Ahmad Zahid claimed to not have personal knowledge of and insisted he had never ordered Mazlina to use the Yayasan Akalbudi cheques which he allegedly pre-signed for the road tax and insurance policies, also saying he did not know Mazlina would use the cheques for such purposes and that he would have "immediately stopped her actions” if he had known she would do so.
Mazlina was the executive secretary for Ahmad Zahid from December 2011 to May 2018.
About the RM17.9m and why it was sent to a law firm
As for why he had in June 2016 instructed for more than RM17.9 million of Yayasan Akalbudi’s funds to be transferred to law firm Lewis & Co, Ahmad Zahid blamed Mazlina’s mistakes as triggering his decision to transfer the funds.
Describing Mazlina as having made multiple mistakes such as making payments that were different from the amount required in bank statements and not giving him the monthly bank statements as requested, Ahmad Zahid said this secretary had apologised but repeated the mistakes despite him having repeatedly given advice and guidance to her.
Noting that Mazlina did not have accounting background and in the face of such repeated mistakes, Ahmad Zahid said: “What choice do I have other than to find ways for the money in the current account in the bank where all the funds owned by Yayasan Akalbudi was placed, to be transferred to a law firm where there are accountants and also accounting officers and also bookkeepers that handle client’s account.
“Therefore, I decided, the transfer was done not for criminal breach of trust, but to use a law firm that have officers skilled in handling client’s account to hold the money owned by Yayasan Akalbudi on trust,” he said as he insisted that he did not commit CBT in ordering Affin Bank to transfer Yayasan Akalbudi’s RM17.9 million to Lewis & Co Asked how he had decided on Lewis & Co out of so many law firms in Malaysia, Ahmad Zahid said he personally knows the two lawyers of Lewis & Co — via their friend Datuk Sashi Menon who is a lawyer who had left his law firm to work full-time as an officer with the Home Ministry on the Prevention of Crime Act (Poca) and Prevention of Terrorism Act (Pota) panels.

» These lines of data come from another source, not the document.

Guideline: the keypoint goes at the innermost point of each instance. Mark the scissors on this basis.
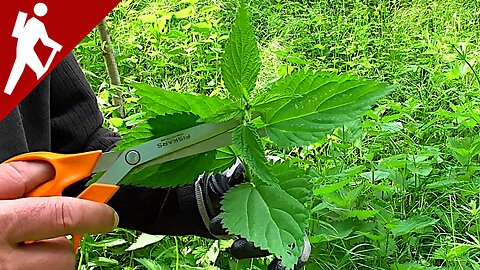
(72, 168)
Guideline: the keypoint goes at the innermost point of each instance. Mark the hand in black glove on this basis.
(209, 191)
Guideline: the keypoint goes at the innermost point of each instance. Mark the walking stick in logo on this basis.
(28, 33)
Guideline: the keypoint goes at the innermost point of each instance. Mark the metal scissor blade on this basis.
(105, 161)
(216, 142)
(219, 141)
(163, 146)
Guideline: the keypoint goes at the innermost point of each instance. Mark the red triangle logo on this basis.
(35, 36)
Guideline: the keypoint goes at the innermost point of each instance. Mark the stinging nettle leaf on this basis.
(247, 141)
(324, 102)
(160, 102)
(294, 181)
(241, 61)
(269, 217)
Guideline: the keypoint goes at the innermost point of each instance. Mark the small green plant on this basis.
(297, 110)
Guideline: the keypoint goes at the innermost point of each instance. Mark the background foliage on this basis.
(400, 190)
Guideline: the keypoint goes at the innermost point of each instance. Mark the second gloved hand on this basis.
(209, 191)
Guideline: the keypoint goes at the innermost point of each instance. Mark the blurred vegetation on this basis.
(400, 190)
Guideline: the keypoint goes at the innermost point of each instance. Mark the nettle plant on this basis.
(296, 110)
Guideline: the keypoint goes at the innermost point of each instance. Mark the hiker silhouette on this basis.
(28, 34)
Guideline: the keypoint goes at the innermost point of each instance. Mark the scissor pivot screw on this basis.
(132, 157)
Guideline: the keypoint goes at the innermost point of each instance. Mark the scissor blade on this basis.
(105, 161)
(165, 145)
(216, 142)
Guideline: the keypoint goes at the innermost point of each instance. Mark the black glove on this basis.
(209, 191)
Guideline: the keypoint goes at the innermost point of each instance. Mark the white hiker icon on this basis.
(28, 34)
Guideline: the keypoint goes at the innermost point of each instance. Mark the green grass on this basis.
(409, 192)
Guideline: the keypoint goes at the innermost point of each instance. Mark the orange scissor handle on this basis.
(69, 169)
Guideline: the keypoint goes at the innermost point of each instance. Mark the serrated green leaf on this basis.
(294, 181)
(135, 136)
(267, 216)
(225, 114)
(267, 101)
(185, 13)
(241, 61)
(247, 140)
(149, 264)
(161, 102)
(362, 214)
(224, 159)
(413, 224)
(325, 103)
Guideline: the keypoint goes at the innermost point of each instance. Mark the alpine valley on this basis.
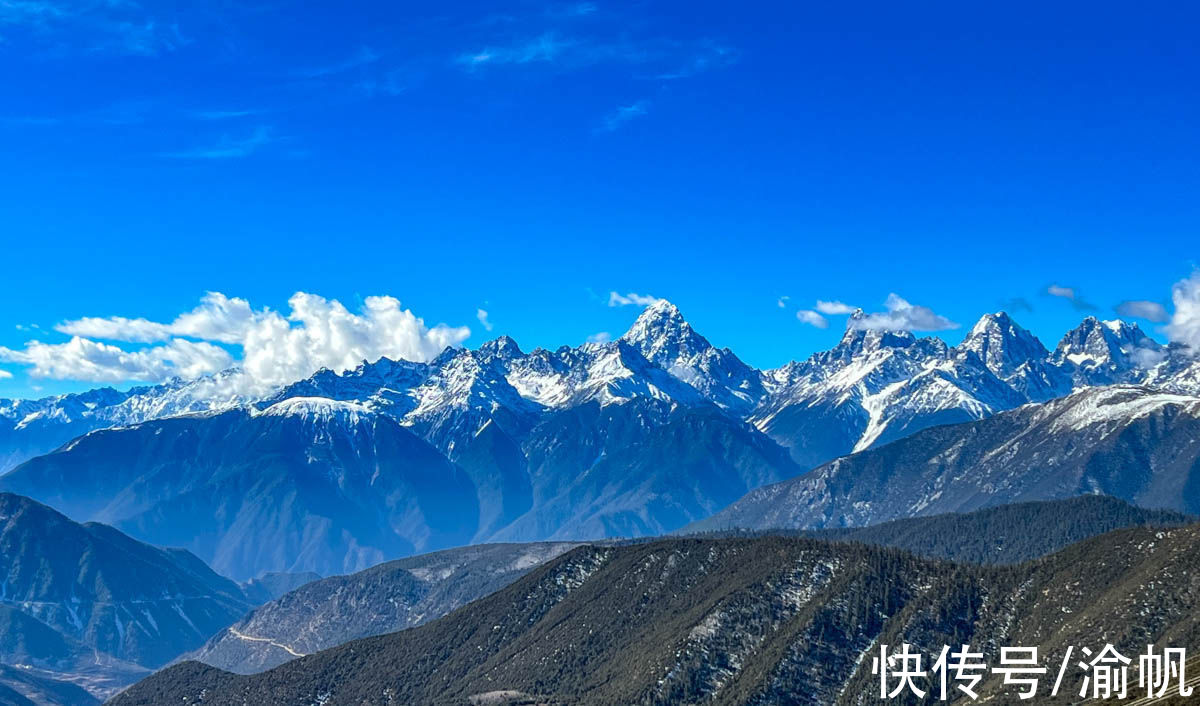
(497, 507)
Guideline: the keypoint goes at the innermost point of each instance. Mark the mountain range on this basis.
(639, 436)
(1128, 442)
(385, 598)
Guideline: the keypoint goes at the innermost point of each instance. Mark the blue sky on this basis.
(529, 159)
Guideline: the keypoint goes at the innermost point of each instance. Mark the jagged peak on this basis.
(661, 331)
(660, 315)
(502, 347)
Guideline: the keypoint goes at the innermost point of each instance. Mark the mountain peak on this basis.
(1108, 351)
(1001, 343)
(661, 327)
(321, 408)
(502, 347)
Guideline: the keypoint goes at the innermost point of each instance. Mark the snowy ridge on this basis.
(874, 387)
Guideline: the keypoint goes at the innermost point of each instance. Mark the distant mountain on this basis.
(30, 428)
(1129, 442)
(84, 610)
(670, 342)
(736, 622)
(24, 687)
(270, 585)
(629, 437)
(382, 599)
(1107, 352)
(306, 485)
(639, 468)
(1003, 534)
(95, 586)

Ahmad Zahid insisted that the RM17.9 million still belonged to Yayasan Akalbudi after it was shifted to Lewis & Co’s client’s account, and that this fund did not belong to anyone else such as the law firm or Yayasan Al-Falah where his brother Datuk Seri Mohamad Nasaee Ahmad Tarmizi is one of the trustees.

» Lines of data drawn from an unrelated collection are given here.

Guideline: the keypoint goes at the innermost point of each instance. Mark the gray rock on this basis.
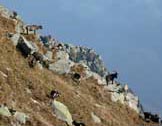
(61, 66)
(15, 39)
(4, 111)
(95, 118)
(89, 56)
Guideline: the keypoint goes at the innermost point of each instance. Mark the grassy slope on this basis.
(24, 84)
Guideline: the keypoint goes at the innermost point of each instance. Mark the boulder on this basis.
(95, 118)
(61, 111)
(61, 66)
(82, 54)
(26, 47)
(4, 111)
(15, 39)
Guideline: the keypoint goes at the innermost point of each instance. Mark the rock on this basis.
(95, 118)
(15, 39)
(82, 54)
(61, 111)
(61, 66)
(4, 111)
(26, 47)
(21, 117)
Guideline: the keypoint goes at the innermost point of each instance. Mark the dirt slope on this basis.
(23, 85)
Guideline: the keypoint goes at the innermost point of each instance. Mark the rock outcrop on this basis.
(64, 59)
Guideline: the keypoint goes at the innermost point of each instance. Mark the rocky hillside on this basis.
(26, 81)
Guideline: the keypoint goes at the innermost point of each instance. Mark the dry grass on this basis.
(23, 84)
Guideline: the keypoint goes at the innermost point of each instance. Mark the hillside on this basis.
(26, 90)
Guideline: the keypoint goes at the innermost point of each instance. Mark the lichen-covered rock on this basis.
(61, 111)
(15, 38)
(88, 56)
(61, 66)
(95, 118)
(4, 111)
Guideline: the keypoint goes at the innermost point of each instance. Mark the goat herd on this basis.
(36, 56)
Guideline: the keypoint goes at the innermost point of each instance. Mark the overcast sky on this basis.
(127, 34)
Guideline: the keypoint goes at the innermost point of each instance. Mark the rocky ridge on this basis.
(63, 60)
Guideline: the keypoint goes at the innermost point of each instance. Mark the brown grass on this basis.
(23, 84)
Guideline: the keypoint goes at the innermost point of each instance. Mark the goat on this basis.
(147, 116)
(111, 77)
(24, 49)
(75, 123)
(32, 61)
(38, 56)
(54, 94)
(76, 77)
(33, 28)
(155, 118)
(151, 117)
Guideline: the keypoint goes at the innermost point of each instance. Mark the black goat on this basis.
(38, 56)
(75, 123)
(54, 94)
(147, 116)
(24, 49)
(155, 118)
(111, 77)
(33, 28)
(151, 117)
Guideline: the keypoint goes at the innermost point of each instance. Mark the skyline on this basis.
(127, 34)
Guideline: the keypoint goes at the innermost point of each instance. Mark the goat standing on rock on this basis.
(33, 28)
(111, 77)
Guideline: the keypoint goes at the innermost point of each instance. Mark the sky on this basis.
(126, 33)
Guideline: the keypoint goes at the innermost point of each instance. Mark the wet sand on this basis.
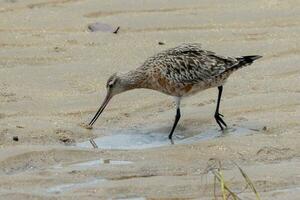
(52, 78)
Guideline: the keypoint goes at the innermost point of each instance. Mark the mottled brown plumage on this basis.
(179, 72)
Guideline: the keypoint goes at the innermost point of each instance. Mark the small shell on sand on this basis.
(87, 126)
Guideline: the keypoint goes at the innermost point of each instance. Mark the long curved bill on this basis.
(104, 104)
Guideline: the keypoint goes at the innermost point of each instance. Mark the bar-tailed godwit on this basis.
(181, 71)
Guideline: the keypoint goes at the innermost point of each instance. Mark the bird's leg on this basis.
(218, 116)
(177, 117)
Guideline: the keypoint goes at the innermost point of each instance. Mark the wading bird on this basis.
(181, 71)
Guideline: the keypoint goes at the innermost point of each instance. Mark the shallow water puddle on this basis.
(71, 186)
(136, 140)
(92, 163)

Ahmad Zahid had first given his statement in 2018 to the Malaysian Anti-Corruption Commission (MACC) during its investigation of him.

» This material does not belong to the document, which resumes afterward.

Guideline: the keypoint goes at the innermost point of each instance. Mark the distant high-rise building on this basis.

On December 31, 2020, Ahmad Zahid had lodged a police report regarding Mazlina’s handling of Yayasan Akalbudi’s cheques, among other things.
He had yesterday explained why he had only lodged this police report years later.
This police report was also the same one that Ahmad Zahid today said he had made to insist that the RM17.9 million that was transferred to Lewis & Co actually belonged to Yayasan Akalbudi and was held on trust by the law firm. Ahmad Zahid was disputing via the police report a previous testimony by a lawyer in Lewis & Co that the RM17.9 million was owned by Yayasan Al-Falah.
Previously, the prosecution had argued that the real reason why Ahmad Zahid had instructed the RM17.9 million transfer was to channel RM8.6 million to help his daughter buy shares in a Bali hotel’s operator, but Ahmad Zahid’s lawyers had previously argued that the share purchase deal was irrelevant and unrelated to the RM17.9 million transfer.
In this trial, Ahmad Zahid ― who is a former home minister and currently the Umno president ― faces 47 charges, namely 12 counts of criminal breach of trust in relation to charitable foundation Yayasan Akalbudi’s funds, 27 counts of money laundering, and eight counts of bribery charges.
Ahmad Zahid’s trial before High Court judge Datuk Collin Lawrence Sequerah resumes this afternoon.